Драмы — страница 47 из 84

Напевает).

Дядя Федя подпевает ей своим дребезжащим голосом:


«Что за ночь, за луна, когда друга я жду,


Вся бледна, холодна, замираю, дрожу.


Вот идет он, поет: где ты, зорька моя?


Вот он руку берет и целует меня…


И блистают глаза лучезарной звездой.


Я жила для него, я любила душой…»

Дядя Федя. «Я любила душой…» Как хорошо! Я вычитал где-то, Сашенька, будто бы самому Льву Николаевичу Толстому эту песню цыгане под утро пели. Нет, путаю. Та была — расходная. «Спать, спать, спать пора, брат, на покой…» Сашенька, ангел мой, ты скажи мне, что у вас в доме происходит?

Александра Ивановна. А что, дядя Федя?

Дядя Федя. Друг от дружки все что-то таят, а что — не пойму…

Александра Ивановна (помолчав). Кажется вам, дядя Федя…

Дядя Федя (вздохнув). Может, и кажется.

Звонок.

Сиди, душенька, я открою.

Уходит в переднюю, возвращается с Клавдией Сергеевной.

Клавдия Сергеевна. Общее здравствуйте. Степа мой у вас?

Александра Ивановна. Они с Павликом занимаются.

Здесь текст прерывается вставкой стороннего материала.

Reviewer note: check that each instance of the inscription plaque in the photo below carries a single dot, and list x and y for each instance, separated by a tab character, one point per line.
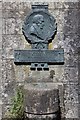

Клавдия Сергеевна. Ая уж думала: под машину попал. Ах, дети эгоисты. Всё для них. Апельсин купишь, дольку на себя пожалеешь. А им лень трубку с рычага снять. Ну, коли зубрят, не буду и мешать, пошла. (Стоит). Четверг, по телевизору ничего не передают, дома скука, а отлучиться нельзя, замки плохие: дернешь — и грабь. Как Мишунчик-то, крошечка золотая? Я уж ему распашонку кончаю вышивать…

Александра Ивановна. Спасибо, хорошо. Температура вчера упала. Спит.

Дядя Федя. Сашенька, я в Елисеевский схожу, обскую селедку куплю. Скоро вернусь. (Клавдии Сергеевне). Пардон. (Уходит).

Клавдия Сергеевна. Ну и я пошла. (Стоит). Ежели тебе, Санечка, что нужно, не гордись, скажи… Деньжат, может быть…

Александра Ивановна отрицательно качает головой.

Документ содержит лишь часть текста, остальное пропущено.